The Big Ten ruled in 1992 that all its members must reach a 60/40 percent male/female participation level in athletics by 1997.
"Penn State really went into the Big Ten 34/66 percent," Perry said.
She added that the University reached the 60/40 ratio with the addition of varsity women's soccer last fall.
Perry said the University has improved gender equity by adding sports and increasing the number of grants-in-aid for women. Perry said there is little chance the University will cut men's sports to reduce disparity, which is something that has happened at schools such as Michigan State and Illinois.
"I think that the intention of any of the gender equity programs is not to deny men's programs, but to let women students have equal opportunities," she said.
Equalizing men's and women's sports is difficult because no women's sport matches the roster size of football. But Penn State does not plan to exclude football from the calculations.
"Obviously, there are people who would like to see that happen, but I don't think football will be excluded from the gender equity ratio," said John Bove, Penn State NCAA compliance coordinator. "We're someone who has 85 grants in football, but still have satisfied the ratio."
While some schools in the Big Ten struggle with issues like whether to include football in the ratio, Iowa has loftier goals -- and quite different methods.
Kathy Bongiovi, women's sports information director at Iowa, said the men and women have had separate athletic departments for 20 years.
"I think because we're separated we get a lot more attention from the community and the media because we have our own people plugging away," she added.
Iowa was already at the required 60/40 ratio when the Big Ten ruling was made, so its board of trustees set its own goal at 50/50. Bongiovi said Iowa will add women's sports rather than drop men's sports.
But having separate athletic departments presents some drawbacks.
"Sometimes it creates a little tension between men and women," Bongiovi said.
Unlike Iowa's voluntary stringent internal athletic policies, other schools have been forced to comply with gender equity standards set by state court rulings.
Several female athletes at Washington State filed a discrimination suit in 1979, claiming inequal treatment. Known as the Blair Case, the first round of decisions required state universities to provide funding for each sex in a ratio reflecting the undergraduate student population.
But this ruling excluded football from the ratio. Eventually, it was appealed to the state supreme court. The final ruling required inclusion of football.
"Once the second ruling came down there was a very major commitment to make it work," said Barbara Petura, assistant vice president for university relations at Washington State. "The Washington State program today probably has one of the best programs in gender equity funding anywhere."
The school's efforts have encompassed adding women's sports, equalizing scholarship distribution, improving and increasing women's facilities and introducing a tuition waiver that channels one percent of undergraduate tuition and fees to support women's sports.
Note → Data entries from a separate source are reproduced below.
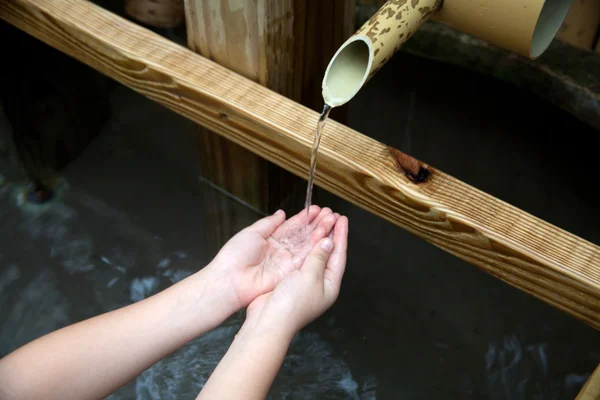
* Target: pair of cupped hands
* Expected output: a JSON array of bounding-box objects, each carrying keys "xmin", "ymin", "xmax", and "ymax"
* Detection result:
[{"xmin": 207, "ymin": 206, "xmax": 348, "ymax": 337}]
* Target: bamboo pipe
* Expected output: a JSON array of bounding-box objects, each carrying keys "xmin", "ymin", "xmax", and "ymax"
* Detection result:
[
  {"xmin": 323, "ymin": 0, "xmax": 442, "ymax": 107},
  {"xmin": 322, "ymin": 0, "xmax": 572, "ymax": 107}
]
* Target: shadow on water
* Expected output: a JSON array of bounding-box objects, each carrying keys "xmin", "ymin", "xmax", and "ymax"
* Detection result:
[{"xmin": 0, "ymin": 18, "xmax": 600, "ymax": 399}]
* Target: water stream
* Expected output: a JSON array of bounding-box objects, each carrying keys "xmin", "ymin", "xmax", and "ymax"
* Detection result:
[{"xmin": 304, "ymin": 104, "xmax": 333, "ymax": 224}]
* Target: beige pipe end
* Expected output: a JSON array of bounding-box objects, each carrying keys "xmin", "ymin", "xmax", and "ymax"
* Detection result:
[
  {"xmin": 529, "ymin": 0, "xmax": 572, "ymax": 59},
  {"xmin": 323, "ymin": 0, "xmax": 442, "ymax": 107},
  {"xmin": 323, "ymin": 35, "xmax": 373, "ymax": 107}
]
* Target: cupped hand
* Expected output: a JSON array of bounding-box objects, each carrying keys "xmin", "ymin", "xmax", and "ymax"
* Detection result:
[
  {"xmin": 242, "ymin": 217, "xmax": 348, "ymax": 339},
  {"xmin": 210, "ymin": 206, "xmax": 339, "ymax": 309}
]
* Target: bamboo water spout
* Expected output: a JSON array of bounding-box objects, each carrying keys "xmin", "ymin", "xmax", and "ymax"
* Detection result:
[{"xmin": 323, "ymin": 0, "xmax": 572, "ymax": 107}]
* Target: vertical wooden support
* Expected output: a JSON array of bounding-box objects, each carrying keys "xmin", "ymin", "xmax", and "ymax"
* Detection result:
[
  {"xmin": 575, "ymin": 366, "xmax": 600, "ymax": 400},
  {"xmin": 185, "ymin": 0, "xmax": 355, "ymax": 213}
]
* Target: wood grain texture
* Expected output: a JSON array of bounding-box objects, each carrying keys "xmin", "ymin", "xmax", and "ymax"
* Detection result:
[
  {"xmin": 0, "ymin": 0, "xmax": 600, "ymax": 328},
  {"xmin": 575, "ymin": 366, "xmax": 600, "ymax": 400},
  {"xmin": 185, "ymin": 0, "xmax": 354, "ymax": 213}
]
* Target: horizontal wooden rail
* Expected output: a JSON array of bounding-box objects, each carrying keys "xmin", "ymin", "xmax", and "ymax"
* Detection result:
[{"xmin": 0, "ymin": 0, "xmax": 600, "ymax": 328}]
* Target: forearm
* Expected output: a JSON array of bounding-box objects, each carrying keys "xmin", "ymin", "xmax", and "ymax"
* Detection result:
[
  {"xmin": 0, "ymin": 262, "xmax": 235, "ymax": 399},
  {"xmin": 197, "ymin": 328, "xmax": 293, "ymax": 400}
]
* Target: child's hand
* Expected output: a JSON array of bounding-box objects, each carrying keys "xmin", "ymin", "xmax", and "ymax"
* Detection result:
[
  {"xmin": 208, "ymin": 206, "xmax": 339, "ymax": 309},
  {"xmin": 242, "ymin": 217, "xmax": 348, "ymax": 340}
]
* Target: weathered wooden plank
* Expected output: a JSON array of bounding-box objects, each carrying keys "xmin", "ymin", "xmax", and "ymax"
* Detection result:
[
  {"xmin": 0, "ymin": 0, "xmax": 600, "ymax": 329},
  {"xmin": 185, "ymin": 0, "xmax": 354, "ymax": 213}
]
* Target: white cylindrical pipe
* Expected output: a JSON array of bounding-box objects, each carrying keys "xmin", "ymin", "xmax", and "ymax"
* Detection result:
[
  {"xmin": 432, "ymin": 0, "xmax": 572, "ymax": 59},
  {"xmin": 323, "ymin": 0, "xmax": 576, "ymax": 107}
]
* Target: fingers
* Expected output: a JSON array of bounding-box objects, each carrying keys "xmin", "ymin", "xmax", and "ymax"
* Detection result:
[
  {"xmin": 273, "ymin": 206, "xmax": 321, "ymax": 240},
  {"xmin": 325, "ymin": 217, "xmax": 348, "ymax": 296},
  {"xmin": 248, "ymin": 210, "xmax": 285, "ymax": 238},
  {"xmin": 302, "ymin": 238, "xmax": 334, "ymax": 280}
]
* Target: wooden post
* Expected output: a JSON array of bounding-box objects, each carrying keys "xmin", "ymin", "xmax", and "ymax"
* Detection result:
[
  {"xmin": 185, "ymin": 0, "xmax": 355, "ymax": 213},
  {"xmin": 575, "ymin": 366, "xmax": 600, "ymax": 400},
  {"xmin": 5, "ymin": 0, "xmax": 600, "ymax": 329}
]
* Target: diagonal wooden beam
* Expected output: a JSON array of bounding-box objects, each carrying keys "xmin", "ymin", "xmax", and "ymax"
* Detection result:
[{"xmin": 0, "ymin": 0, "xmax": 600, "ymax": 329}]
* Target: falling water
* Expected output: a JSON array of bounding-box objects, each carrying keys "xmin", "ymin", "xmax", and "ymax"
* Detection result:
[{"xmin": 304, "ymin": 104, "xmax": 332, "ymax": 223}]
This waiver amounted to a contribution of $375,000 in 1991. Washington State has not segregated its men's and women's athletic departments to avoid creation of a "ghetto mentality," which might overshadow less-popular women's sports, Petura said.
At the heart of these efforts is the goal of providing women an equal opportunity to excel in athletic endeavors, Petura said.
"At least a piece of the proof of the pudding is the success," she said, adding that the school's women's teams have succeeded at national levels.
Perry said recent years have brought increased visibility and popularity to women's sports. Mass media coverage has increased dramatically in the past few years, she said.
"In fact," she said, "I think probably before, it was only in Olympic years that women were on TV a fair amount."